And I’m amused by what Ian had to say about my story “Still Life with Skull” in his introduction.

I initially crossed paths with Mike Allen when submitting for his first Clockwork Phoenix anthology. He declined my effort with an encouraging “I really like this, but…” rejection message. Tempting though it was to respond in kind, his madcap and frenetic “Still Life with Skull” proved too good a piece to turn down. Damn!

Hee! It is true. (For the record, I did indeed say nice things about Ian’s story. My actual message said “I think what you’ve written is quite publishable but it’s not what I’m after.” Ian, however, has done quite well for himself without my help! And I’m grateful he still found my story irresistible.)

Like my story “Twa Sisters” from last year, “Still Life with Skull” is inspired by the art of Alessandro Bavari, first shown to me by Patty Templeton — specifically his “Sodom and Gomorrah” series.

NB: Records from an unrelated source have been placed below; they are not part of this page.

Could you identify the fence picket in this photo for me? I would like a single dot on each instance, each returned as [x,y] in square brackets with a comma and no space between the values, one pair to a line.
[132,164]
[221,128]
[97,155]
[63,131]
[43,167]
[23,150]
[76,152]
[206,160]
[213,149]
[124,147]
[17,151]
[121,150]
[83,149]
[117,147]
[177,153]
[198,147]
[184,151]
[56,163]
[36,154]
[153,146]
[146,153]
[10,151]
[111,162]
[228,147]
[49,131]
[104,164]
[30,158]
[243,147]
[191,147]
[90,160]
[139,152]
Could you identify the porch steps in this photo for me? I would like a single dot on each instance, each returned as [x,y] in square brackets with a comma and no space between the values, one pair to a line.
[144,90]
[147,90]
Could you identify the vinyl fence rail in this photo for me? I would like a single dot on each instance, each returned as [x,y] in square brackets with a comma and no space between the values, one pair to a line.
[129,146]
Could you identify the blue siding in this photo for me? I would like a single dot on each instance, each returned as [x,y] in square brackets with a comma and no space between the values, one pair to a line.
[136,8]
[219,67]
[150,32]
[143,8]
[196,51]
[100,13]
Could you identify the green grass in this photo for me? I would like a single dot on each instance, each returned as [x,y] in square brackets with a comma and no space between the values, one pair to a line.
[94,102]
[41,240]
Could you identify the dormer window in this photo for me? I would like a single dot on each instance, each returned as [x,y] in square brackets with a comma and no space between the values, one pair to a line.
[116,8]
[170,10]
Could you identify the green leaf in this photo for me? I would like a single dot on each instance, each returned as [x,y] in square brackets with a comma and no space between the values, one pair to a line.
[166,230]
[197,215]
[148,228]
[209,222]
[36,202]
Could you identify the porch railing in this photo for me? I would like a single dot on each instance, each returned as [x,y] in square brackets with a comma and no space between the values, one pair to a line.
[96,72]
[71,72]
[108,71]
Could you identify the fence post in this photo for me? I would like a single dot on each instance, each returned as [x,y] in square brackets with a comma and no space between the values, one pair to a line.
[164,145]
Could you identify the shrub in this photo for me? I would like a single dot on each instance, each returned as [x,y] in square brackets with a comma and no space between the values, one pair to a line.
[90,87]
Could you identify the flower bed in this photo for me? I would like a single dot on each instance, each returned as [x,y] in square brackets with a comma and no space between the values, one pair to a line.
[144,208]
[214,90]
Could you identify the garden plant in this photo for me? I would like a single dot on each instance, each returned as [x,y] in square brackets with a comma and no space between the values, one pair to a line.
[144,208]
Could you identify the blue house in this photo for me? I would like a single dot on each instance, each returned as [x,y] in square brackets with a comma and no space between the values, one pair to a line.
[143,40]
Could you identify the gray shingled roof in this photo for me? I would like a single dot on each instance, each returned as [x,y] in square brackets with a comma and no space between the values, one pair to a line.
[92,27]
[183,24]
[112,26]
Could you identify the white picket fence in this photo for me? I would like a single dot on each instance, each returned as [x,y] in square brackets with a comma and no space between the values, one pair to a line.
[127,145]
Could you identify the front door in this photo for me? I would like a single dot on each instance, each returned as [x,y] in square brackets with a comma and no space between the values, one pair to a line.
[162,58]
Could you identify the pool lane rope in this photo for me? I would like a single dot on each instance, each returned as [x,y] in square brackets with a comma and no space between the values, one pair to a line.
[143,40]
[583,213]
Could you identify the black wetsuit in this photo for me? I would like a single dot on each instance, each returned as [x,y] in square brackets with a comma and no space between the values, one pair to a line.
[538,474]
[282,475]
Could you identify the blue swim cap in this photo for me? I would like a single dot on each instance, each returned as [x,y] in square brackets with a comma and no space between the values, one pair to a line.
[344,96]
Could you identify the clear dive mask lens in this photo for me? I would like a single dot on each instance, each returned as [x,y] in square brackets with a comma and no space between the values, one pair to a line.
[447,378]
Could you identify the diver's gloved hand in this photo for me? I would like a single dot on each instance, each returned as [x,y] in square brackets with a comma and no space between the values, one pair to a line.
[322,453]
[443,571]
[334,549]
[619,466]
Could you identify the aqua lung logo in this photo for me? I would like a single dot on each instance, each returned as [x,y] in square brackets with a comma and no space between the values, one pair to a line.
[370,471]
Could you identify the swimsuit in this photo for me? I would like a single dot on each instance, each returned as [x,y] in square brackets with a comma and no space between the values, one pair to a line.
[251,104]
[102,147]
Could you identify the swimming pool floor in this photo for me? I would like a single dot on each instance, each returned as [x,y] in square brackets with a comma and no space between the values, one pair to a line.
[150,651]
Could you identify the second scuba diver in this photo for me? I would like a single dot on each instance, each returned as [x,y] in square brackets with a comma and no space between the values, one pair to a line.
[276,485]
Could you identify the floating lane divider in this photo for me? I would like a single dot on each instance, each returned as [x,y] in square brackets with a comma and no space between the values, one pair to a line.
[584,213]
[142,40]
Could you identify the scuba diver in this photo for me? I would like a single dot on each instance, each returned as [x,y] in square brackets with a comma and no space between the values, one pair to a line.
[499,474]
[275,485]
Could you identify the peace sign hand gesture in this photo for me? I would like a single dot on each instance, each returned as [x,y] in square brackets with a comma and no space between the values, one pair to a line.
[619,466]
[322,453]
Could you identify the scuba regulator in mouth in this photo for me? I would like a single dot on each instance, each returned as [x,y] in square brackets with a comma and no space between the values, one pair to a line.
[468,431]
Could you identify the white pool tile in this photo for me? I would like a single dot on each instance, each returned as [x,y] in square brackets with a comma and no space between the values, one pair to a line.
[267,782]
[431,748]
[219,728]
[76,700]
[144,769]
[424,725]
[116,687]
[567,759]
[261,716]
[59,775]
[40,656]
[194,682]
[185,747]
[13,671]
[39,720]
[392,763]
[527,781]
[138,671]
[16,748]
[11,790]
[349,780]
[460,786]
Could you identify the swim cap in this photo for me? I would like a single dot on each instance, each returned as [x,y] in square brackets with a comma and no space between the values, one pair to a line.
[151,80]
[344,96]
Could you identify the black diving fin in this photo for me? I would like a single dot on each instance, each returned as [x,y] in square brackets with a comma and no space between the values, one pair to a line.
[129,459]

The main character of “Twa Sisters” is a supporting character in “Still Life with Skull,” though s/he goes by a different name; likewise, the secondary antagonist in the first story is, under a different name, the main antagonist in the second. I have an idea for a third story, that would be called “The Hierophant’s Daughter” — someday, hopefully, I’ll actually have time to write it!

The first Mythic Delirium of 2013

/ March 21st, 2013 / No Comments »

A perfect image for today, supposedly the first day of spring.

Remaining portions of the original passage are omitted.